When Not Nice Things Happen to Not Nice People
August 18, 2008 by Tina Radcliffe
Filed under CANCER
I read the New York Times Best-Seller, by Harold Kushner, When Bad Things Happen to Good People, way back in 1981. It’s been reissued several times since. While that book proved a comfort during the time of a sudden loss in my life, I admit that some of the biggest struggles I have faced have been dealing with the “not nice” people in my life who are going through disease challenges such as cancer.
You know exactly who I am referring to.
It could be Aunt Marge who humiliated you by mentioning that you have gained weight when you brought your new boyfriend to the family reunion and asked if you had breast implants just as dessert was being served and you were reaching across the table for a cupcake.
Or that coworker who has stabbed you in the back so often you no longer bother to suture up the wound.
What about your cranky neighbor who purposely lets her dog relieve himself on your lawn and left the evidence there AND denied it, though you saw the entire thing live from behind the living room curtains.
Sure some of these scenarios are humorous, but in reality they aren’t very funny.
This post has taken me weeks to finish precisely because it also isn’t very PC. It isn’t a topic we like to discuss let alone fess up to.
I recently decided it was time to deal with the person in my life who was going through a cancer battle while all the time maintaining the amazing ability to annoy, irritate and push my buttons.
Magnanimous, moi, reached out my hand in a gesture of detente, only to have my entire appendage bloodied and bitten off up to the elbow.
On to Plan B.
First I considered Jonah and the Whale.

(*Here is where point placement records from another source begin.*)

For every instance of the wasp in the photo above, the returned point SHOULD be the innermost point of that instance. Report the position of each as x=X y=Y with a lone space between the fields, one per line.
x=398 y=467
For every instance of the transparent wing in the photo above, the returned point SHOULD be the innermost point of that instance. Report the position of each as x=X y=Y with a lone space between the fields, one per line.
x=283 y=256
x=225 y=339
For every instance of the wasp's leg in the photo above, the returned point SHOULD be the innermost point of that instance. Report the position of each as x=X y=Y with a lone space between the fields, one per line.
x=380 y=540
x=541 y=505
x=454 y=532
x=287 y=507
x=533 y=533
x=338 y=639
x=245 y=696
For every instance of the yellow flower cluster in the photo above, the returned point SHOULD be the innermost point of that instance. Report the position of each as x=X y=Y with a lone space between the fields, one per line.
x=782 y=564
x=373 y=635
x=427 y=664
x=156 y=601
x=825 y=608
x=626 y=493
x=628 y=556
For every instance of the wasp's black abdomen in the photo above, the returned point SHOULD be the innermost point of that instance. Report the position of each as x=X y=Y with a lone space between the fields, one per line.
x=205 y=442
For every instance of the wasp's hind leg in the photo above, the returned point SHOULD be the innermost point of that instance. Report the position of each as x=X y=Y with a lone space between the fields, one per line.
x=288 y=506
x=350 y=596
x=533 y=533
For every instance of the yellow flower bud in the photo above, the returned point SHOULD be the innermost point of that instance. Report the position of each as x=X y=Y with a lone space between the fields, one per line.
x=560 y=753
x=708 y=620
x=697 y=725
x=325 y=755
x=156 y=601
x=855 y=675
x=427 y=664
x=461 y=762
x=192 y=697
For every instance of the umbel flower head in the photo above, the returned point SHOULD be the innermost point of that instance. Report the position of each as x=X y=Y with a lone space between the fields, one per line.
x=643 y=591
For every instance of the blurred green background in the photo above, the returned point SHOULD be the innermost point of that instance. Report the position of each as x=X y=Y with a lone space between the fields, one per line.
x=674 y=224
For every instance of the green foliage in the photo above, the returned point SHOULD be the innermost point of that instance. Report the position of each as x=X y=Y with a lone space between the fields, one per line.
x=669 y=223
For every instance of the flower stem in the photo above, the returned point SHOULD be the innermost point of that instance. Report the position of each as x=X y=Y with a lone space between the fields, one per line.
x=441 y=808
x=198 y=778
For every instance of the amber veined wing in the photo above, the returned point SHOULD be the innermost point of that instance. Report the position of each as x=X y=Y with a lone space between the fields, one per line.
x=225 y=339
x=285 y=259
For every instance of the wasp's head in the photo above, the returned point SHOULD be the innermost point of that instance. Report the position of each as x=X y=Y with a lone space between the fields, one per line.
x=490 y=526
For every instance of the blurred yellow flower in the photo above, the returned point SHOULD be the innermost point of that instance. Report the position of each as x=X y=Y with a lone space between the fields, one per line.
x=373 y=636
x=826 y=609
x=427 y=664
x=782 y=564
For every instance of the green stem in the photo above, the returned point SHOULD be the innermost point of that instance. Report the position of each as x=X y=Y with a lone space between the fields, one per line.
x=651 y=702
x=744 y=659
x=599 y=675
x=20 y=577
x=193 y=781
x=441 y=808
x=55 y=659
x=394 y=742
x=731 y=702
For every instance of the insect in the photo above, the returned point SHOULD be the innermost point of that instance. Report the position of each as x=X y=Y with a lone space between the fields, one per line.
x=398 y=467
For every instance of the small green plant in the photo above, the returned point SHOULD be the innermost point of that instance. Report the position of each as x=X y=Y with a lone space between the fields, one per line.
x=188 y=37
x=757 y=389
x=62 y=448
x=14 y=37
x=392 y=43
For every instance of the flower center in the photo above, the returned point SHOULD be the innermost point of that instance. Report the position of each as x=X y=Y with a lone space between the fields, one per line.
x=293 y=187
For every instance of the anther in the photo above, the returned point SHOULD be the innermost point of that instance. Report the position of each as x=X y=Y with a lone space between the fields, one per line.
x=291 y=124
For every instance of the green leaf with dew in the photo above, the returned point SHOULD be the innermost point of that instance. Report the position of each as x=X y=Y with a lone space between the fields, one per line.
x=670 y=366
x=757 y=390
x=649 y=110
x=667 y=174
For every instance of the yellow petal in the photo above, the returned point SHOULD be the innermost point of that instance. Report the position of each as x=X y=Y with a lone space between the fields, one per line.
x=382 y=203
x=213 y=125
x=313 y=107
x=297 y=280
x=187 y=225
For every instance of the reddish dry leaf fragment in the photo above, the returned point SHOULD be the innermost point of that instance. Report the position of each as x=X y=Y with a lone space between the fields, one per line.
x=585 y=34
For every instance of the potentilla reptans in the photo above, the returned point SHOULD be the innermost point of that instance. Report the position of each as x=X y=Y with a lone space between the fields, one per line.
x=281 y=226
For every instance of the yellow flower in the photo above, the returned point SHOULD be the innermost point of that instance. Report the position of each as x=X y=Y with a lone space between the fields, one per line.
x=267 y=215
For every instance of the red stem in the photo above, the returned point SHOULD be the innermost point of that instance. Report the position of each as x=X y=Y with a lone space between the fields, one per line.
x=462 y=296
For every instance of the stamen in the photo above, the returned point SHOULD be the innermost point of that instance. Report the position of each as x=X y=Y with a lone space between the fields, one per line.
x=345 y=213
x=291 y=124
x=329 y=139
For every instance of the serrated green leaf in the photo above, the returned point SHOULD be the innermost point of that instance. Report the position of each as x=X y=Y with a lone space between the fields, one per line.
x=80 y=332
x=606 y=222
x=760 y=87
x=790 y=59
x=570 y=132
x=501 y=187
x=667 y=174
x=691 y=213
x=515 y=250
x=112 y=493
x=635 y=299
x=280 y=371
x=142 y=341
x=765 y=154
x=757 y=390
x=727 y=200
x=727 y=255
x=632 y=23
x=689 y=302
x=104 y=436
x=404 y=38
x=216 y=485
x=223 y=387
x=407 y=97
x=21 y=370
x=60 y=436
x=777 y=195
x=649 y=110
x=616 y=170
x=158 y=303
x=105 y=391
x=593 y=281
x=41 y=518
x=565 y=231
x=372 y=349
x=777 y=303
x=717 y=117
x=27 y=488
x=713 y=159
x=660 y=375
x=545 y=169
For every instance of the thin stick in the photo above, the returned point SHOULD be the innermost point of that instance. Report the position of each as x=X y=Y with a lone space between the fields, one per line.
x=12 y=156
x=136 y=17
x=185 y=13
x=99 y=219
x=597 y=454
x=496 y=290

It’s a fable that rings true no matter what your spiritual background.
It is the story of the reluctant prophet who really didn’t want to have anything to do with those nasty Ninevahites.
So I learned that I am a lot like Jonah:
- I don’t like being hurt. I tried and was rejected once and that seems like once too many times.
- Forgive them? How fair is THAT? They’re the ones who are in the wrong.
- It’s much easier to take superior stance than to get down to their level, which is obviously way down there. After all I have my pride to think of.
Of course Jonah wasn’t really victorious until he overcame these obvious issues and went ahead and sucked it up and did what he was called to do and helped the Ninevahites.
Then I thought about a chapter from
The Seven Habits of Highly Effective People, by Stephen R. Covey.
You know the one…where Stephen Covey is on a bus and is perplexed and more than a bit annoyed by the man who seems oblivious to his wild children who are running amok. Of course it turns out that the man is in shock. He is returning from the hospital where his wife just passed away.
Whoa.
Stop for a minute and consider this reverse in perspectives.
This was used as example of Habit Number 5:
Seek First to Understand, Then to be Understood.
“Be an empathetic listener. The key to empathic listening is to genuinely seek the welfare of the individual to whom you are listening. As you learn to listen deeply to other people, you will discover tremendous differences in perception.”
Viktor Frankl who lived through the horrors of German concentration camps, is one of my personal heroes. He shared this in his book, Man’s Search for Meaning.
“…everything can be taken from a man but one thing: the last of the human freedoms—to choose one’s attitude in any given set of circumstances, to choose one’s own way.”
So what am I concluding here?
I made a decision to be the person I know I am. A decision to live UP to the person I know I am despite what my feeling were saying in response to that other “not nice” person.
I am the only person whose responses I am responsible for.
In the end, my response or lack thereof did cause a warming from the “not nice person”.
Sure that was gratifying– but only for my selfish self. It is more important that I learned that my responses are based on my perceptions and the bottom line really is all about choices.
When “not nice things happen to not nice people” my response should be as empathetic and caring as sincere as they would be to anyone else.